Em 18 de abril, o senador Randolfe denunciou Temer “por suposto recebimento de recursos para custear reforma na casa da senhora Maristela Temer (filha de Michel Temer) por meio da Argeplan – Arquitetura e Engenharia LTDA”. Constante do inquérito em que o presidente é acusado de integrar esquema de corrupção por meio da edição do Decreto dos Portos, a frente de investigação descobriu que a Argeplan – empresa do coronel João Baptista Lima Filho, amigo de longa data de Temer – realizou pagamentos da ordem de R$ 950 mil em dinheiro vivo a um dos fornecedores da obra na casa de Maristela. O dinheiro teria sido pago diretamente na sede da empresa do coronel. A Polícia Federal investiga se Temer lavou dinheiro de propina com a reforma na casa da filha e em outros imóveis da família.

Já os cidadãos Adriano Leal dos Santos e, novamente, José Feliciano Coelho, protocolaram pedidos de impeachment do presidente em 1º e 19 de junho, respectivamente. Crime de responsabilidade, improbidade administrativa e “outros motivos” foram apontados pelos acusadores.

Na condição de interino em uma das ausências de Dilma, Temer assinou quatro decretos de suplementação orçamentária, entre maio e julho de 2015, com o objetivo de autorizar gastos extras. Na ocasião, o governo já havia descumprido a obrigação de economizar para pagar juros da dívida pública, em afronta à Lei de Responsabilidade Fiscal (LRF) – procedimento que, para defensores do governo Dilma, não constituíram motivo suficiente para cassação do mandato presidencial.

Rito

Na hipótese de atendimento às exigências formais, um processo de impeachment requerido no Congresso tem início na Câmara, onde consultores analisam sua admissibilidade jurídica. Em caso de conformidade, a demanda é submetida ao presidente da Casa, que passa a analisar o pedido com base no artigo 218 do Regimento Interno da Câmara (Capítulo VII).
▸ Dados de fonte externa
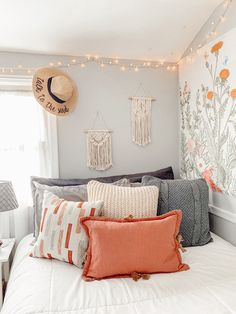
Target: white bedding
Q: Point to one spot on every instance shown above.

Concluído o exame do presidente da Câmara, o regimento prevê, entre outros detalhes, formação de comissão especial, votação nominal em plenário e possibilidade de recurso por parte de deputados, com prazo de dez dias para que o denunciado se defenda. Depois da tramitação na Câmara, que precisa de dois terços dos votos dos 513 deputados para dar prosseguimento ao processo, a matéria é levada ao julgamento no Senado, em sessão a ser presidida pelo presidente do STF.

O mandatário pode cometer crime de responsabilidade se um de seus atos atentarem contra: a existência da União; o livre exercício do poder Legislativo, do poder Judiciário e dos poderes constitucionais estaduais; o exercício dos direitos políticos, individuais e sociais; a segurança interna do país; a probidade na administração; a lei orçamentária; a guarda e o legal emprego dos dinheiros públicos, e o cumprimento das decisões judiciárias.

Alguns pedidos de impeachment são levados ao lugar errado. De acordo com a legislação, apenas os crimes de responsabilidade devem ser denunciados ao Congresso. Atos da Presidência da República, ocasionalmente, são confundidos com os casos definidos acima, mas na verdade não passam de crimes comuns, quando o devido trâmite legal assim os interpreta. Nesses casos, o Parlamento não tem competência para dar início à tramitação de processos de impeachment, tarefa que cabe ao STF.